At the High Court in Glasgow yesterday, judge Lord Burns told Bull: “The public interest does not require a custodial sentence.”
Instead, Lord Burns ordered Bull to perform 101 hours unpaid work in the community.
Bull will also be under the supervision of a social worker for three years and will attend a course designed to make sexual offenders realise the impact their actions have on their victim and their family.
The court was told that Bull believed the girl was 16 and her Facebook pages, where she had claimed to be 14, were shown to Lord Burns by defence counsel Simon Gilbride.
He argued that sentencing Bull to detention would do no good and said that the author of a background report on Bull said he was assessed as being of a low risk of reoffending.
Mr Gilbride said: “Mr Bull says she told him she was 16 coming on 17 and there were entries on Facebook and Bebo where she seemed to give different ages.
“Normally with an offence of this gravity, a custodial sentence is the only suitable disposal. However, the author of the social inquiry report prepared on Mr Bull refers to a community payback order as an option.”
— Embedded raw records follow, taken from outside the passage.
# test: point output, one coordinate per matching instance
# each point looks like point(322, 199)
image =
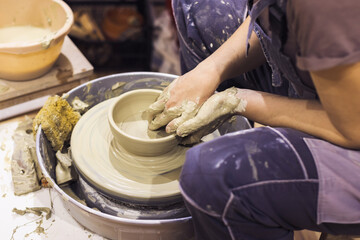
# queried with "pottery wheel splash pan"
point(107, 166)
point(116, 224)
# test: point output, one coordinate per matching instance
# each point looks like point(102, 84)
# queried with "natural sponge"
point(57, 120)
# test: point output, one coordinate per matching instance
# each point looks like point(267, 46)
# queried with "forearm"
point(230, 59)
point(308, 116)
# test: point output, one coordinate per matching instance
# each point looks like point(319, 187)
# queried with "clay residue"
point(38, 211)
point(34, 210)
point(117, 85)
point(63, 74)
point(3, 88)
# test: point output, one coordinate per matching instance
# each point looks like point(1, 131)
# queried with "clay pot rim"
point(169, 138)
point(24, 48)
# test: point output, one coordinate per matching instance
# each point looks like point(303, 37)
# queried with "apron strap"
point(255, 12)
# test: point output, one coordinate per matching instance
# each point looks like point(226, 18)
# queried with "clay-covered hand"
point(181, 100)
point(216, 110)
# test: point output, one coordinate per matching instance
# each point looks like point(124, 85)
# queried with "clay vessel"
point(128, 123)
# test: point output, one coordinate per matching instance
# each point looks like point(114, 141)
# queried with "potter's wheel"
point(118, 174)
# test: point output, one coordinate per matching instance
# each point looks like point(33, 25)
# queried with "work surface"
point(60, 225)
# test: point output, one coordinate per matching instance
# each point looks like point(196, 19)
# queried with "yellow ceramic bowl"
point(28, 59)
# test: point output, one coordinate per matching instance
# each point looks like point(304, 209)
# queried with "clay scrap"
point(24, 166)
point(57, 119)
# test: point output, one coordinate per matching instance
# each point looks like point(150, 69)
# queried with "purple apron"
point(338, 168)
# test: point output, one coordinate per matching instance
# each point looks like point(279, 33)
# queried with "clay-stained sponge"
point(57, 119)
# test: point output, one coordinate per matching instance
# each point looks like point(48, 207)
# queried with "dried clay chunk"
point(57, 120)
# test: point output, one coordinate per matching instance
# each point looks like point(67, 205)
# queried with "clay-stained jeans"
point(255, 184)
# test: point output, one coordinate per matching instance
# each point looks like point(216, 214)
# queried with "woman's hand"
point(181, 100)
point(215, 111)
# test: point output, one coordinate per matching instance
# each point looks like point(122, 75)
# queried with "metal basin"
point(104, 224)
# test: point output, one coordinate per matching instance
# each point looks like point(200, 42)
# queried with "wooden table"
point(70, 70)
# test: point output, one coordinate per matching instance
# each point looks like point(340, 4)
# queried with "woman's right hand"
point(181, 100)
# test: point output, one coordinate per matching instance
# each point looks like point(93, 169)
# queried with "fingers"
point(197, 135)
point(189, 110)
point(164, 118)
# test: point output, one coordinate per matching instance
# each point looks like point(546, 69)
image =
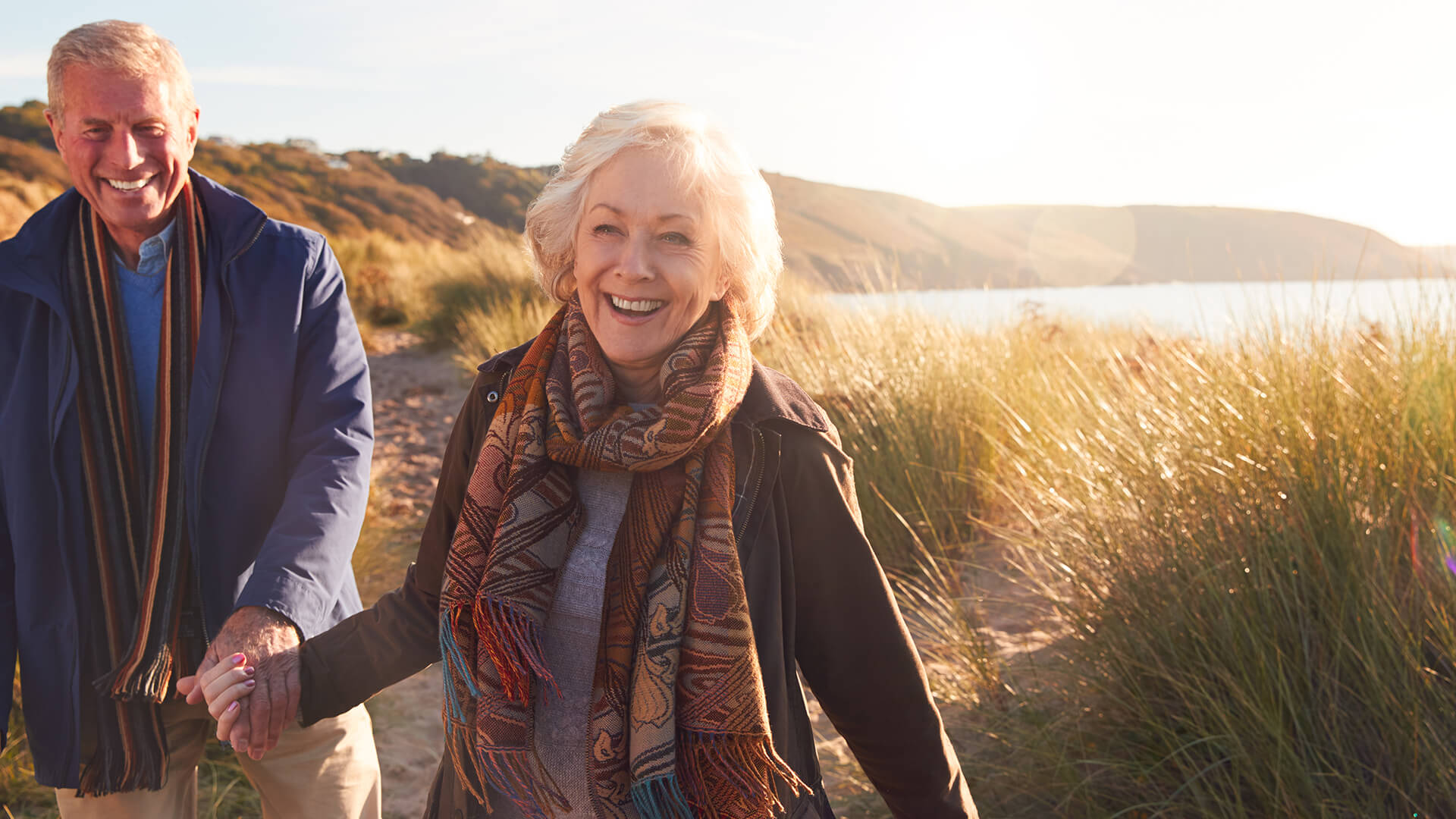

The court heard how Bull had been with the girl and others on 30 December last year before going to his Stranraer home.
He later went into a bedroom with the youngster and asked “did she want to do it”.
The pair had sex before the girl returned to her home with a friend.
The court heard Bull then told one of his own friends that he had “s*****d” the 12-year-old.
The incident came to light when the girl later went to hospital after complaining she felt sick.
She told a medic that she previously had sexual intercourse, which led to Bull being detained.
Lord Burns warned Bull that if he breached his community payback order, he would be brought back to court and sentenced. Bull was placed on the sex offenders’ register for three years. Last night, rape charities and child support groups reacted to the sentencing. Children 1st chief executive Alison Todd said: “The trauma of rape can have long-lasting effects and a concern for us is that victims have the support they need to recover.
“We must make sure that children who have experienced this type of trauma have access to the support they need and we know from our abuse and trauma recovery services that waiting lists can be long and access to services can be patchy.
“It is also vital that young offenders are supported to realise how wrong their actions have been and understand the impact they have had on victims, and that they are offered support so that no other children are ever put at risk.”
Rape Crisis Scotland said it did not comment on individual cases but highlighted the importance of the punishment fitting the crime.
A spokeswoman said: “What is important to highlight is that penalties awarded for crimes as serious as the rape of a child reflect that gravity.
“It takes a huge amount of courage to report a rape and it is crucial that a clear message is sent to survivors and potential perpetrators of this crime that the justice system treats rape very seriously.”